Inflation Report has Negative Impact on Wall Street

This week’s inflation report showed that inflation isn’t slowing as much as economists had thought, and the stock market didn’t react well.

U.S. stocks fell Tuesday as the inflation report spurred reaction on Wall Street and other worldwide markets. The Consumer Price Index increased 8.3% in the past 12 months, reflecting rising prices on food, shelter and medical care, the Associated Press reported.

Those increases came despite the fact gas prices have been falling for weeks.

Last month’s increase was lower than July’s 8.5% hike, but it was higher than the 8.1% economists had expected.

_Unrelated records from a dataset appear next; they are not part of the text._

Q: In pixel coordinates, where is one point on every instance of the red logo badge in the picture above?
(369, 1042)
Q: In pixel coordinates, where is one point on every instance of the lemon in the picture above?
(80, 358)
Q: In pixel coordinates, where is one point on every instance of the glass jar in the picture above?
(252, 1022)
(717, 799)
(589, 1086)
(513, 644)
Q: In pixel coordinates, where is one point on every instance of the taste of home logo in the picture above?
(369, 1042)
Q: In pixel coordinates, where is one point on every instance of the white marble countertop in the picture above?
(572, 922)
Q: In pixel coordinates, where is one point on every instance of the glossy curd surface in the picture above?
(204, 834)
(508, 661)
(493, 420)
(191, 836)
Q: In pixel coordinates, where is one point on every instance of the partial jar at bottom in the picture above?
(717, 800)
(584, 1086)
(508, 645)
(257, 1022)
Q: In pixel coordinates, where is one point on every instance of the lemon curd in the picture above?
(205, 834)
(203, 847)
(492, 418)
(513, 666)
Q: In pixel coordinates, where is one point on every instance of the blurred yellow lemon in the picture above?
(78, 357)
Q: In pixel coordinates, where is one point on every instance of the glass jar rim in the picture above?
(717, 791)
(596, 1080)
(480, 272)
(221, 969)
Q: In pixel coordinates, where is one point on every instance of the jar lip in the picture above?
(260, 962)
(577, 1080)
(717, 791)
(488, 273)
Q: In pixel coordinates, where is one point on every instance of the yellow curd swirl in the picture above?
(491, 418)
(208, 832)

In the wake of the report, the AP reported, the S&P 500 dropped 176 points to 3,935, or 4.3%, threatening to snap a four-day winning streak. The Dow Jones Industrial Average lost 1,256 points, or 3.9%, and the Nasdaq Composite dropped 5.2%. 

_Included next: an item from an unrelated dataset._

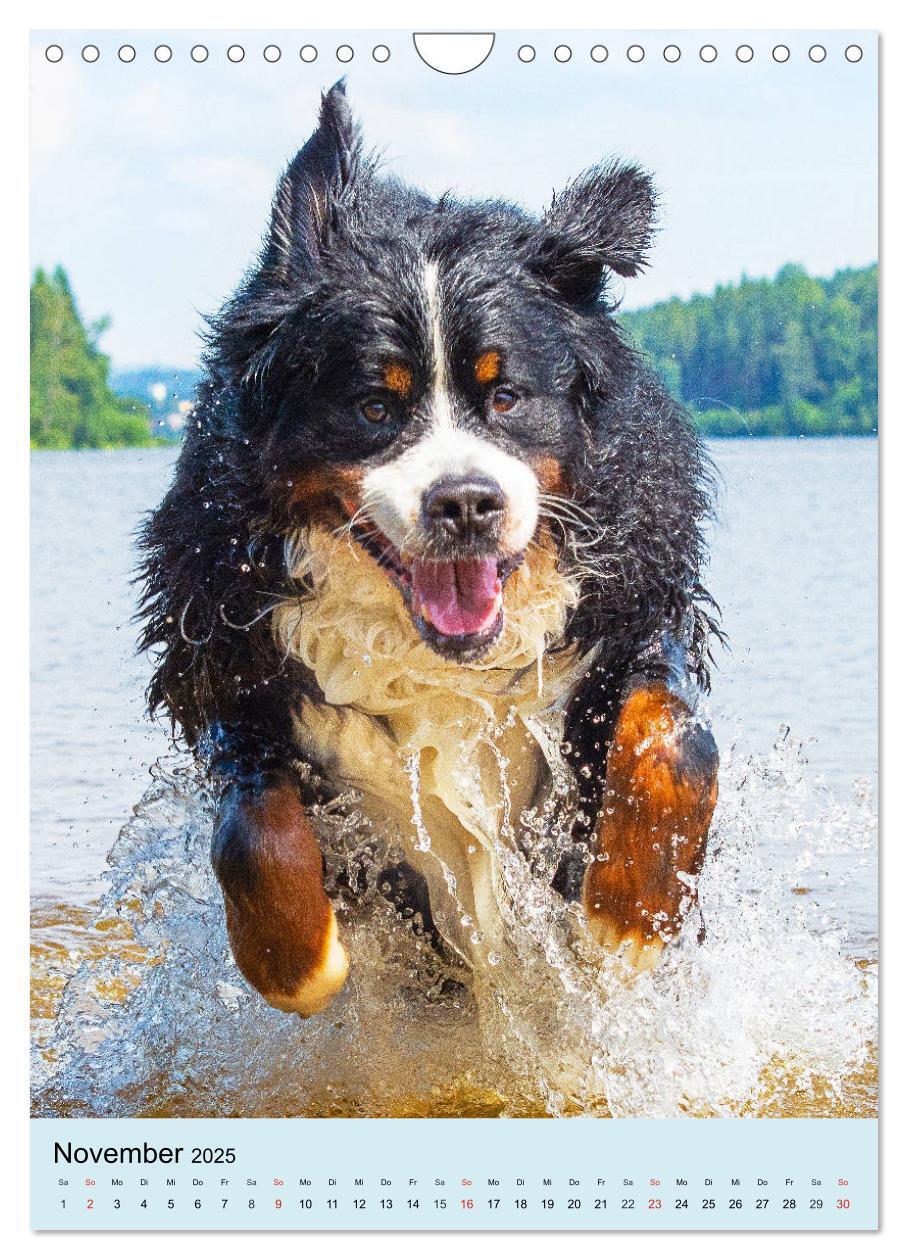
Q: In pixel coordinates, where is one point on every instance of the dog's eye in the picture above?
(504, 398)
(375, 411)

The performance could cause the Federal Reserve, which has raised interest rates several times this year, to contemplate even higher raises to try to further combat inflation.

“Right now, it’s not the journey that’s a worry so much as the destination,” Brian Jacobsen, senior investment strategist at Allspring Global Investments, told the Associated Press. “If the Fed wants to hike and hold, the big question is at what level.”